Tauopathies are neurodegenerative diseases characterized by tau protein pathology in the nervous system. EIF2AK3 (eukaryotic translation initiation factor 2 alpha kinase 3), also known as PERK (protein kinase R-like endoplasmic reticulum kinase), was identified by genome-wide association study as a genetic risk factor in several tauopathies. PERK is a key regulator of the Unfolded Protein Response (UPR), an intracellular signal transduction mechanism that protects cells from endoplasmic reticulum (ER) stress. PERK variants had previously been identified in Wolcott-Rallison Syndrome, a rare autosomal recessive metabolic disorder, and these variants completely abrogated the function of PERK's kinase domain or prevented PERK expression. In contrast, the PERK tauopathy risk variants were distinct from the Wolcott-Rallison variants and introduced missense alterations throughout the PERK protein. The function of PERK tauopathy variants and their effects on neurodegeneration are unknown. Here, we discovered that tauopathy-associated PERK alleles showed reduced signaling activity and increased PERK protein turnover compared to protective PERK alleles. We found that iPSC-derived neurons carrying PERK risk alleles were highly vulnerable to ER stress-induced injury with increased tau pathology. We found that chemical inhibition of PERK in human iPSC-derived neurons also increased neuronal cell death in response to ER stress. Our results indicate that tauopathy-associated PERK alleles are functional hypomorphs during the UPR. We propose that reduced PERK function leads to neurodegeneration by increasing neuronal vulnerability to ER stress-associated damage. In this view, therapies to enhance PERK signaling would benefit at-risk carriers of hypomorphic alleles.

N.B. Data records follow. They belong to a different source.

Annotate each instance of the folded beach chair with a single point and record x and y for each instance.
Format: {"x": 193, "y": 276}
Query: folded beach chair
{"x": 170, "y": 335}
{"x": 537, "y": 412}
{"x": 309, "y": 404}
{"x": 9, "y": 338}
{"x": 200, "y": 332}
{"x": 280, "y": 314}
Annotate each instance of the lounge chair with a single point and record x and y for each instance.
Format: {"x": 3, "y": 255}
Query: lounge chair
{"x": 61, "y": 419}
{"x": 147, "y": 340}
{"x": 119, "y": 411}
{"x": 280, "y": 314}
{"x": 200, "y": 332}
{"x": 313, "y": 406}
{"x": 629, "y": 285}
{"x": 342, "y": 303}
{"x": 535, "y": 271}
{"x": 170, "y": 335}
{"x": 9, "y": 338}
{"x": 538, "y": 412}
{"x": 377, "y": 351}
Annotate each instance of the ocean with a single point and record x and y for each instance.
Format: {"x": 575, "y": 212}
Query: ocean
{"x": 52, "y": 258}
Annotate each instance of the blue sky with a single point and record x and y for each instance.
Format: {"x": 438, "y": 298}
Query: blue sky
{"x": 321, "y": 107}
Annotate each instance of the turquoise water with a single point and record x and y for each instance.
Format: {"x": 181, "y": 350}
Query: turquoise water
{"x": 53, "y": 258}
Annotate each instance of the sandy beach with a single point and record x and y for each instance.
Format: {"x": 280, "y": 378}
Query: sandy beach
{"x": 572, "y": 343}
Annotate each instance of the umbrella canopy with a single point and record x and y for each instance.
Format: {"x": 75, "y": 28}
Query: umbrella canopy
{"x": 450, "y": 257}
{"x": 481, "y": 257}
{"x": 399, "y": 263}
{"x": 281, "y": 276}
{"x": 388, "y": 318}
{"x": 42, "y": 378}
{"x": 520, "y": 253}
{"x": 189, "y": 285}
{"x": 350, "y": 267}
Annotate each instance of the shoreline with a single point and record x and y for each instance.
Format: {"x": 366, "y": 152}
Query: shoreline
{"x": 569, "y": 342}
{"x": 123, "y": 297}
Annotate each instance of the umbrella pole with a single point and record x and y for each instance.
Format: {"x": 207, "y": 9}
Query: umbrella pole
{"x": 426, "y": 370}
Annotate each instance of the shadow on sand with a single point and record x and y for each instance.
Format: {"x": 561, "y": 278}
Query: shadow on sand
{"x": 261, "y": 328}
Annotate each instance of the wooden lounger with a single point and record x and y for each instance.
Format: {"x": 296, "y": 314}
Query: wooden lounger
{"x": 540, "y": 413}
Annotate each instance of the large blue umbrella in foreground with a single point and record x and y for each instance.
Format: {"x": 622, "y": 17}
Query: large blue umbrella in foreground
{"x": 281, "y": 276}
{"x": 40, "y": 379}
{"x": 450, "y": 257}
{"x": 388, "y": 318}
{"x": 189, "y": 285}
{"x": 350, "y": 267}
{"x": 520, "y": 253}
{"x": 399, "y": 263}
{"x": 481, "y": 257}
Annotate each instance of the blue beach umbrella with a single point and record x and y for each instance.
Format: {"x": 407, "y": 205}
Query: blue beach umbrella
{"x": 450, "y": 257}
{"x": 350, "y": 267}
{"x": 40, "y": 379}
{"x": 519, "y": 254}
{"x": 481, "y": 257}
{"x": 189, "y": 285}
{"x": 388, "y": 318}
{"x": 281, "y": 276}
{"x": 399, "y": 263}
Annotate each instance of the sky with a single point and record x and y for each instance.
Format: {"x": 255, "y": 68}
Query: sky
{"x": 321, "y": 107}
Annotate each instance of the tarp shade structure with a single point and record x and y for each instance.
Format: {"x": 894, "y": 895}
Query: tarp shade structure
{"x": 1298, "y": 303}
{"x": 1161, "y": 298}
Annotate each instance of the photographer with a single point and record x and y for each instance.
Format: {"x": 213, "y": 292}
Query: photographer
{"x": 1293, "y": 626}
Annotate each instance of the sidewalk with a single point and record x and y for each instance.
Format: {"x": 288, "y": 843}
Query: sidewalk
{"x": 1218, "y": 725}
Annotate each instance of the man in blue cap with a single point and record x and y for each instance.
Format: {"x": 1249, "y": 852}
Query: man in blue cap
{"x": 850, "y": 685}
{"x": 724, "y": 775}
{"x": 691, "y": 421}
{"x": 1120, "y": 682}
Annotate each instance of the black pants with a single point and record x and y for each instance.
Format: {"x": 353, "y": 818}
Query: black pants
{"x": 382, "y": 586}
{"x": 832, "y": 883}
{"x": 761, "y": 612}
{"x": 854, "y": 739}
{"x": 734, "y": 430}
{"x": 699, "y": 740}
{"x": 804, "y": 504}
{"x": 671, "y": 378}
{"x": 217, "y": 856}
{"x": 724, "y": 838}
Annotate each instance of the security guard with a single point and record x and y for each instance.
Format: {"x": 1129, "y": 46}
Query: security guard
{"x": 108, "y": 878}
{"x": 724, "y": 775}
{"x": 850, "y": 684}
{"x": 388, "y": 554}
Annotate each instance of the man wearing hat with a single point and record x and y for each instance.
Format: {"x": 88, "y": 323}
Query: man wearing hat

Bibliographical noteFunding Information:
This work was supported in part by NIH (P50AG005131, R01NS088485, R01EY027355, U54OD020351), VA Merits (I01RX00 2340, I01BX002284) and Academic Senate (UCSD RN192H-YUAN).
We thank David Ron and Randy Kaufman for Perk-/- MEFs and Kelsey Baron, Brenda Hug, Yuqi Kang and Kaitlyn Quach for technical support. S.H.Y., N.H., A.K. and J.H.L. conceived the project. S.H.Y., N.H., Q.L., X.V.S., D.L. and P.C. performed the experiments. A.K. and I.S.L. provided the patient biopsies. S.H.Y., N.H. and J.H.L. wrote the manuscript. This work was supported in part by NIH (P50AG005131, R01NS088485, R01EY027355, U54OD020351), VA Merits (I01RX00 2340, I01BX002284) and Academic Senate (UCSD RN192H-YUAN).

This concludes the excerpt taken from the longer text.